Миф о плановом хозяйстве
Миф о плановом хозяйстве
В разгар Великой депрессии превосходство советской экономической модели казалось очевидным. Еще бы! На Западе — глубочайший спад и метания политиков и правительств, в СССР — быстрый подъем, в основе которого научно выверенные планы, которые позволяют достигать максимально возможных темпов экономического развития без последующих спадов, характерных для делового цикла капиталистических стран.
Но была ли советская экономика плановой?
Благодаря открытию архивов нам теперь известны реальные механизмы работы командной системы, особенно в период ее становления в 1930–е годы. Один из самых ценных источников — протоколы заседаний Политбюро и переписка Сталина со своими заместителями. Вряд ли кого–то удивит, что Сталин и его ближайшее окружение лично определяли направление и параметры экономического развития. Сюрпризом, однако, стало то, насколько обобщенными были утверждаемые цифры. Американский историк Пол Грегори выяснил, что в 1930–е Политбюро систематически принимало решения только по трем группам экономических вопросов: хлебозаготовкам, импорту и объему капиталовложений. Хлеб был важнейшим средством финансирования индустриализации. Валюта — наиболее редким ресурсом. Вся стратегия индустриализации определялась в одной цифре — рублевом объеме капиталовложений на будущий год. Как видно из сталинской переписки, этот показатель определялся на глазок, а не в результате детальных расчетов. Например, при обсуждении плана инвестиций на 1936 год в течение нескольких дней цифры инвестиций «гуляли» в диапазоне 19–25 млрд рублей.

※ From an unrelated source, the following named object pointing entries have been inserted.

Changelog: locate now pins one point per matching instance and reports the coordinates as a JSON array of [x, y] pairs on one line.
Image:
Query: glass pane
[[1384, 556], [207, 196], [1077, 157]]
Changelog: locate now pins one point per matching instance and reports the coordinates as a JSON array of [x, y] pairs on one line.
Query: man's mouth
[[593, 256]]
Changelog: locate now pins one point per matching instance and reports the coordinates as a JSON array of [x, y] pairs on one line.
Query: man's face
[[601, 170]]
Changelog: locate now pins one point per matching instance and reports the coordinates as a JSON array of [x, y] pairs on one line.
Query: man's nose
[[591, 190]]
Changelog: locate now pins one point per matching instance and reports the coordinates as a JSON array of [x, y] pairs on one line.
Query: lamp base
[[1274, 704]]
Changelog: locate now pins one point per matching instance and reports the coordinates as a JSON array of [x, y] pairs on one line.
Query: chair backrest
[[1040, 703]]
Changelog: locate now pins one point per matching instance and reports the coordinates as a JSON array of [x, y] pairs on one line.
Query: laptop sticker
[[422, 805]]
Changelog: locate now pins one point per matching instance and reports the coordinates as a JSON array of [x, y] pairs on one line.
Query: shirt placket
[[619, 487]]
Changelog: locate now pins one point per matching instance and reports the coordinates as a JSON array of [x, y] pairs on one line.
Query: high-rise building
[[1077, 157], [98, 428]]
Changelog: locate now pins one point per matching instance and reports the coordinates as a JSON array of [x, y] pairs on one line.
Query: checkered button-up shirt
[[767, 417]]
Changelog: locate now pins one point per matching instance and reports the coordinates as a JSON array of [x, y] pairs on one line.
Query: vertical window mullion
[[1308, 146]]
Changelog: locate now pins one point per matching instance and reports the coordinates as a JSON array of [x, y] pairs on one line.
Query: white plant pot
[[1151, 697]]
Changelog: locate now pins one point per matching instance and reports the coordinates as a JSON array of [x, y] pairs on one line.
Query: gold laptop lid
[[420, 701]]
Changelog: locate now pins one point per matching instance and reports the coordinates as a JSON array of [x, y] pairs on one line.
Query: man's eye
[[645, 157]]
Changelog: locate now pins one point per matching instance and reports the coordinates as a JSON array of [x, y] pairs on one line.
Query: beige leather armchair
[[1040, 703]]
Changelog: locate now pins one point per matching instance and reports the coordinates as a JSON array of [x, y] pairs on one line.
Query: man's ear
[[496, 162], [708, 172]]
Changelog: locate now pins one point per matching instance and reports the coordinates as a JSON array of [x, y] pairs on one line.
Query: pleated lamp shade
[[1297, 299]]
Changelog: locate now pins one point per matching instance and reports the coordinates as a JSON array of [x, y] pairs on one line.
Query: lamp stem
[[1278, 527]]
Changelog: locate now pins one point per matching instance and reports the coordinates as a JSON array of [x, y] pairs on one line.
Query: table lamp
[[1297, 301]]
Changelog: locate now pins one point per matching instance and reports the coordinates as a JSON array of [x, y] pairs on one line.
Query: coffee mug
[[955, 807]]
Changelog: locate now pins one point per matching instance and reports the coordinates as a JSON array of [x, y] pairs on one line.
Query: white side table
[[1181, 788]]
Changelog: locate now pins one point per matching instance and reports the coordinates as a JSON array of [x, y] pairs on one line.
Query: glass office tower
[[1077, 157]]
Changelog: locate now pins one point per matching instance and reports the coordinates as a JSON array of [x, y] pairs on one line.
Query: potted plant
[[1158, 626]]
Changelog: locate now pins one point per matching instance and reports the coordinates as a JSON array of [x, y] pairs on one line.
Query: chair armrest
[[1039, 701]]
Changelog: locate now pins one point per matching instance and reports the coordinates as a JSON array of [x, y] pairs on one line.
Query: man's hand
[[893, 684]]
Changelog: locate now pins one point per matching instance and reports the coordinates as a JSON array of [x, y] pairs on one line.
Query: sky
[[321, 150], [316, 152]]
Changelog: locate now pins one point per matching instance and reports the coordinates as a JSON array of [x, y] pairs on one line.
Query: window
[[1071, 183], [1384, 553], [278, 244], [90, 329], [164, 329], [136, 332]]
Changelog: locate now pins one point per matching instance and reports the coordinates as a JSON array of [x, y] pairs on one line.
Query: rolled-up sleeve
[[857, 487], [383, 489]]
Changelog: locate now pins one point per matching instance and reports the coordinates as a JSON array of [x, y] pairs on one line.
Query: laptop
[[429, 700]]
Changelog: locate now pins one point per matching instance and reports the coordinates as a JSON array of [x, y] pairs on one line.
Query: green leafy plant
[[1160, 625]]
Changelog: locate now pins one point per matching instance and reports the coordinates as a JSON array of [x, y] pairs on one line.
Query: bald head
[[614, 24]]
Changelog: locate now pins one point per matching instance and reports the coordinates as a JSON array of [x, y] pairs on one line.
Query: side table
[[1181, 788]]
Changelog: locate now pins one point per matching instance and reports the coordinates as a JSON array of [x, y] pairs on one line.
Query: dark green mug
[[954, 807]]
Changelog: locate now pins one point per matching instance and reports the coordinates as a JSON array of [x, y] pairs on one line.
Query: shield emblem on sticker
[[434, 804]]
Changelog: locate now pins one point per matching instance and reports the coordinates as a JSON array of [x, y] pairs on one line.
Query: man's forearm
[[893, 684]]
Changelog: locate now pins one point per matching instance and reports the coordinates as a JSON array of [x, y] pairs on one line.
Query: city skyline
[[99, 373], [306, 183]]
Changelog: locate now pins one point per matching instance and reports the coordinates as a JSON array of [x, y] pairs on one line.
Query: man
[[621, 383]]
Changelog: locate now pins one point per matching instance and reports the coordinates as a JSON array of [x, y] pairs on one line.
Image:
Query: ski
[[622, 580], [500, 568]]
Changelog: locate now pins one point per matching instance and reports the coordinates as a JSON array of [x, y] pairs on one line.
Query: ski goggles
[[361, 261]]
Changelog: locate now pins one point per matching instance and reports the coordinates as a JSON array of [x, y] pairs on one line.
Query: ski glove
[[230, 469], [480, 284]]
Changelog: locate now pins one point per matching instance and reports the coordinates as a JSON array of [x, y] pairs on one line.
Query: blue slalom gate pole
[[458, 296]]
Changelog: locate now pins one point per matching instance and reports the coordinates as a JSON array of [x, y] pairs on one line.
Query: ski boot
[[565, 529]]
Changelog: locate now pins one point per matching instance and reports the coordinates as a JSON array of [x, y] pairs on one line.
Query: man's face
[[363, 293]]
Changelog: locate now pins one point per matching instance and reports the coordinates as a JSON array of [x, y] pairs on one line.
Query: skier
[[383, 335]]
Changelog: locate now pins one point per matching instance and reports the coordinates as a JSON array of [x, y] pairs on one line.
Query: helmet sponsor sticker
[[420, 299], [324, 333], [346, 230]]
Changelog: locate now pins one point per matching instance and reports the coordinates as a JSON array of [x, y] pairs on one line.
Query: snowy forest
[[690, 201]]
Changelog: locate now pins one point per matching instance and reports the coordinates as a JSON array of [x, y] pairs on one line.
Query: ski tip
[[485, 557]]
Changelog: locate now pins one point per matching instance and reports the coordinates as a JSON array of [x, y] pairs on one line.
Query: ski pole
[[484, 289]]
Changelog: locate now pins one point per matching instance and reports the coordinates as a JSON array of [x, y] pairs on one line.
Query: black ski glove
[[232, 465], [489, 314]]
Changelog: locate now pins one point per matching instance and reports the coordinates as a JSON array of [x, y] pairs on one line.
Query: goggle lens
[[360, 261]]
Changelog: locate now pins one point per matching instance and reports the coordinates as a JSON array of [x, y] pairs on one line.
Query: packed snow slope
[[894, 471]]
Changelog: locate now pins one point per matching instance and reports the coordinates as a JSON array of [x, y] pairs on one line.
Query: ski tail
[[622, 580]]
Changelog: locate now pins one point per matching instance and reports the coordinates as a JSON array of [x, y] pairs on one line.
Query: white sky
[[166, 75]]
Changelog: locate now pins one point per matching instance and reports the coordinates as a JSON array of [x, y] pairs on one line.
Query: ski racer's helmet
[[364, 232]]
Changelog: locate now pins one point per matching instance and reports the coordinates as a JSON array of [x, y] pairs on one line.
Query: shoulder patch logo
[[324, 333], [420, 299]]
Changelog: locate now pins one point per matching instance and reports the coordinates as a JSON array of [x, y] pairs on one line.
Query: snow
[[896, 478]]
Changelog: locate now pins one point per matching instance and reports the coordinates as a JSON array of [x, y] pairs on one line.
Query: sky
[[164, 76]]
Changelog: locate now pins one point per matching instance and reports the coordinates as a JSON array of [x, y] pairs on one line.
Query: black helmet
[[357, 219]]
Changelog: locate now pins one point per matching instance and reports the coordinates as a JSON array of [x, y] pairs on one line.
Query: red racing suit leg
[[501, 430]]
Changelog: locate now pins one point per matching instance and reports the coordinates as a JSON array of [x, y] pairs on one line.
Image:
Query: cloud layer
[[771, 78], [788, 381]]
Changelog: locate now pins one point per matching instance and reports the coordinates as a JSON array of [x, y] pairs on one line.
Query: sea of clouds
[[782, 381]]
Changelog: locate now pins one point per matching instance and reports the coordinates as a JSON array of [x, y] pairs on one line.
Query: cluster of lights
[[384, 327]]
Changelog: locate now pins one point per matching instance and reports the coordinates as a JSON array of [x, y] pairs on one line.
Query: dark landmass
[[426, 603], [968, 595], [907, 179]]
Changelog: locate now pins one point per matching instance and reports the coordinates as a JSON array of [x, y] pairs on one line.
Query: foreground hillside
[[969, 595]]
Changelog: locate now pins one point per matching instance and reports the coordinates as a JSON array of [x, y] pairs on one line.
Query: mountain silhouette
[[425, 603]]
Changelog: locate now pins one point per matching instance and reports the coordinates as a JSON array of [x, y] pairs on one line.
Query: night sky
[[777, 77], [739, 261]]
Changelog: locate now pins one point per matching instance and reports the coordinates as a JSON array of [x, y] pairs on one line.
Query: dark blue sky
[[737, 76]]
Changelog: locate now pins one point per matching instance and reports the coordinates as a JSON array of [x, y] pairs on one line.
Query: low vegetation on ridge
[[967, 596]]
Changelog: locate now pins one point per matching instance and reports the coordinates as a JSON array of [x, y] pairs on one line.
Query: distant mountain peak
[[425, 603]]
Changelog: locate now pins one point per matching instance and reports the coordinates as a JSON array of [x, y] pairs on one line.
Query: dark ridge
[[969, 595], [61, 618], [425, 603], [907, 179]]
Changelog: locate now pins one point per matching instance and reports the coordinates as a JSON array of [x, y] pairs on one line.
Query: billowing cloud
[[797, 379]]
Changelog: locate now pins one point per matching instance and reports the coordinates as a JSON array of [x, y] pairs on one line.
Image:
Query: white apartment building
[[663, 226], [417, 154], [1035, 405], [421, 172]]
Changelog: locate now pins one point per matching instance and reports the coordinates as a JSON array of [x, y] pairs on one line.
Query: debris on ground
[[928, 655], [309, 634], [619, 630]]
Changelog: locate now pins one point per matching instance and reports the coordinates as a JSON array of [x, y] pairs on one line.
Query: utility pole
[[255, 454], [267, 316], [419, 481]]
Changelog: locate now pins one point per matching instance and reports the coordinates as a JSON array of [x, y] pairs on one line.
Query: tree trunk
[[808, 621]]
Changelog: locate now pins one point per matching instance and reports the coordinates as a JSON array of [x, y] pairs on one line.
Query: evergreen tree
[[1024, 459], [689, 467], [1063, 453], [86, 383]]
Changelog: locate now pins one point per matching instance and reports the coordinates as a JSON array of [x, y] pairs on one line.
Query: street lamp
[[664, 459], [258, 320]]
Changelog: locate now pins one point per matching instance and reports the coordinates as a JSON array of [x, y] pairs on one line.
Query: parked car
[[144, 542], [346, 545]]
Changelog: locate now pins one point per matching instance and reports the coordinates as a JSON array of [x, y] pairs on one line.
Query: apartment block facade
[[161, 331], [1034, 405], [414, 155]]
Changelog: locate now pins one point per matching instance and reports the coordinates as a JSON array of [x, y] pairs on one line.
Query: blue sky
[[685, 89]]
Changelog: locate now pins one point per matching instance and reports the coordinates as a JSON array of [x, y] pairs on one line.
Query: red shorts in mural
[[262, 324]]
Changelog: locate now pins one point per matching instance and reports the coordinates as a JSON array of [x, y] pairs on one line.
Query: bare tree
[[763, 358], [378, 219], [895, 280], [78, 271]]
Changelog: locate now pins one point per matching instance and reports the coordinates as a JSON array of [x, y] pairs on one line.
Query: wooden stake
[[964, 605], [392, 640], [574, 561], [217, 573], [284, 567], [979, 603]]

Слабость обоснований регулярно приводила к дорогостоящим ошибкам. Самая типичная — начало проектов, не обеспеченных ресурсами. Вторая пятилетка фактически ушла на то, чтобы, пусть с опозданием, закончить проекты, начатые первой. В предвоенное десятилетие Сталин был вынужден как минимум дважды принимать решение о снижении инвестиций. Такая манера руководства — «штурм и натиск» с последующей корректировкой планов — порождала цикличность развития советской экономики, феномен, который, казалось бы, должен по определению отсутствовать в плановой системе. Как следствие — омертвление вложений, снижение отдачи.
Не спасал командную экономику от ошибок и ее «мозг» — Госплан, обязанный превращать директивы Политбюро и правительства в конкретные хозяйственные планы. На самом деле планирование было далеко не всеобъемлющим. Даже в 1951 году проект очередного пятилетнего плана включал в себя лишь 127 заданий в натуральных показателях, притом что советская экономика производила сотни тысяч наименований товаров. Чтобы избежать ответственности за конкретные результаты, работники Госплана определяли цели развития в максимально общем виде. Добавьте к этому, что в процесс разработки планов были активно вовлечены сами производители. Каждый народно–хозяйственный план был результатом не столько «научных» расчетов, сколько торга между выше–и нижестоящими уровнями командной иерархии.
Производственники всегда стремились подстраховаться, получить для выполнения спущенных сверху заданий как можно больше ресурсов. Вот как объяснял эту тактику начальник Главморпрома (отвечало за военное судостроение) Ромуальд Муклевич: «Сам не знаешь, откуда вылезет что–то такое, что нарушит взятые темпы, сорвет тебе программу по отдельному заводу или отдельному объекту». Зная такую манеру нижестоящих, высшие чиновники не имели никаких оснований верить в обоснованность заявок предприятий. Поэтому планировали от достигнутого. «Смотрим, сколько вчера дали, в прошлом квартале, и определяем потребность этого квартала», — признавался один из руководителей Наркомата тяжелой промышленности Исар Айнгорн. Такой «научный» подход на многие годы вперед зафиксировал отраслевую структуру советской экономики конца 1920–х годов. Новым отраслям, если они не были связаны с военно–промышленным комплексом, было просто неоткуда появиться в советской системе, что обрекало ее на хроническое отставание от Запада.